2. The outer appearance self-elevating effort.
Here’s a real danger. What will people think? We can be stirred to press on due to keeping up appearances. In one sense there is value here. We don’t want to cause others to stumble. We don’t want to crash and burn, because we love those who would be caught in our wake. But there is a real danger here. Doing the right thing in ministry in order to look good creates an ever-increasing divide between reality and appearance. Eventually this show becomes as paper thin as the performance of a stand-up comedian who performs outwardly, but is utterly broken within.
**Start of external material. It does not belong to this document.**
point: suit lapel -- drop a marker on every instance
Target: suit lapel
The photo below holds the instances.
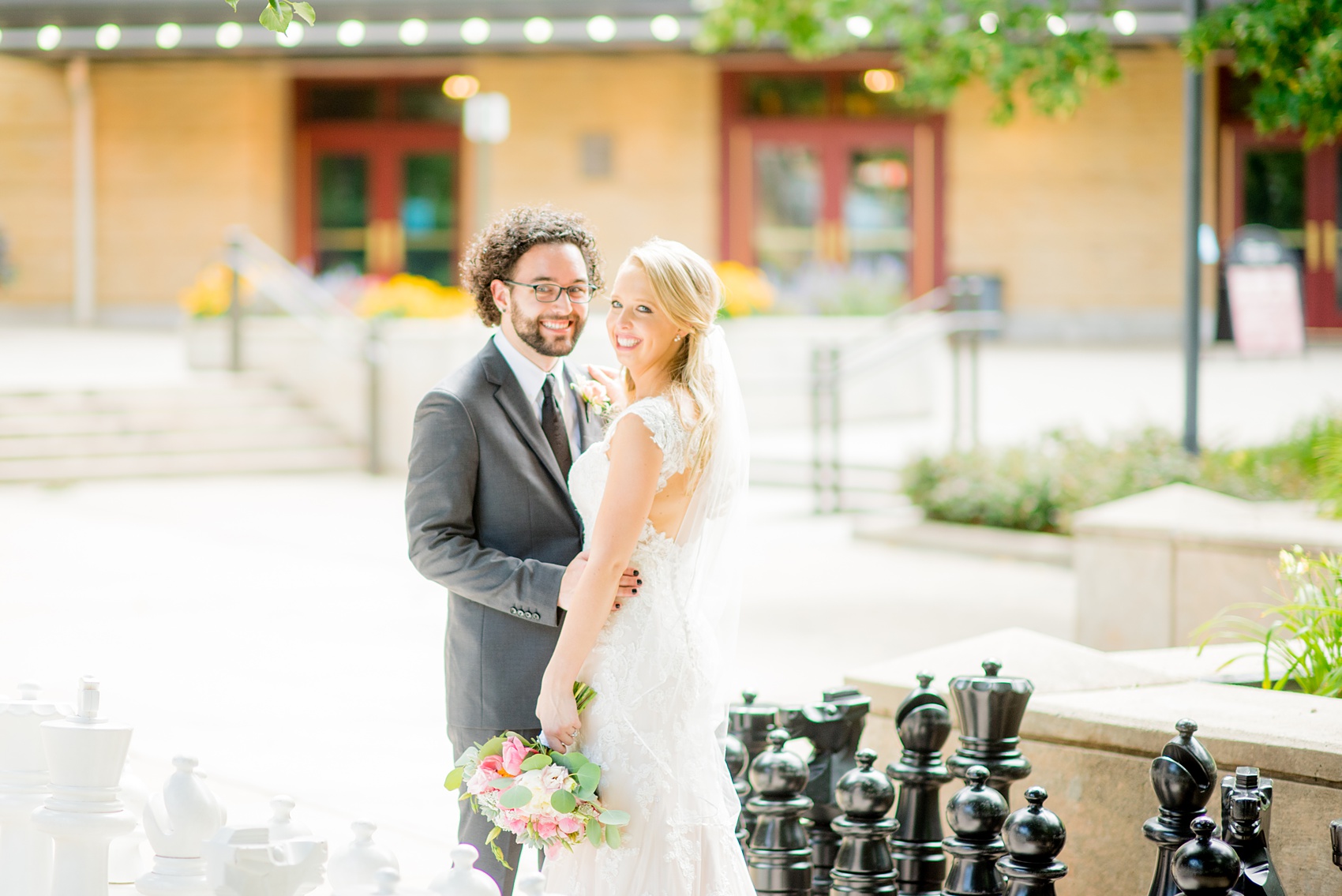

3. The energy from genuine relationship.
There is little in life that is as motivating as good genuine fellowship with others captured by Christ. Looking to Christ together with others who are not performing somehow will stimulate motivation to press on like very little else. We need to be genuinely conversing with our Lord in every circumstance. He is the One whom we press on to know more, who puts the fire in our bones like the prophets of old, who is the real treasure at work within these breaking vessels!
Any solution to the half-quit that is about looking to myself, or about how I look to others, will be self-defeating and only make matters worse. We need to be responding to the life giver Himself, for fellowship with Him is life itself. Maybe the temptation to half-quit is a warning that the conversation has gone quiet, that your heart has grown distant and distracted. Let the warning nudge you back toward Him.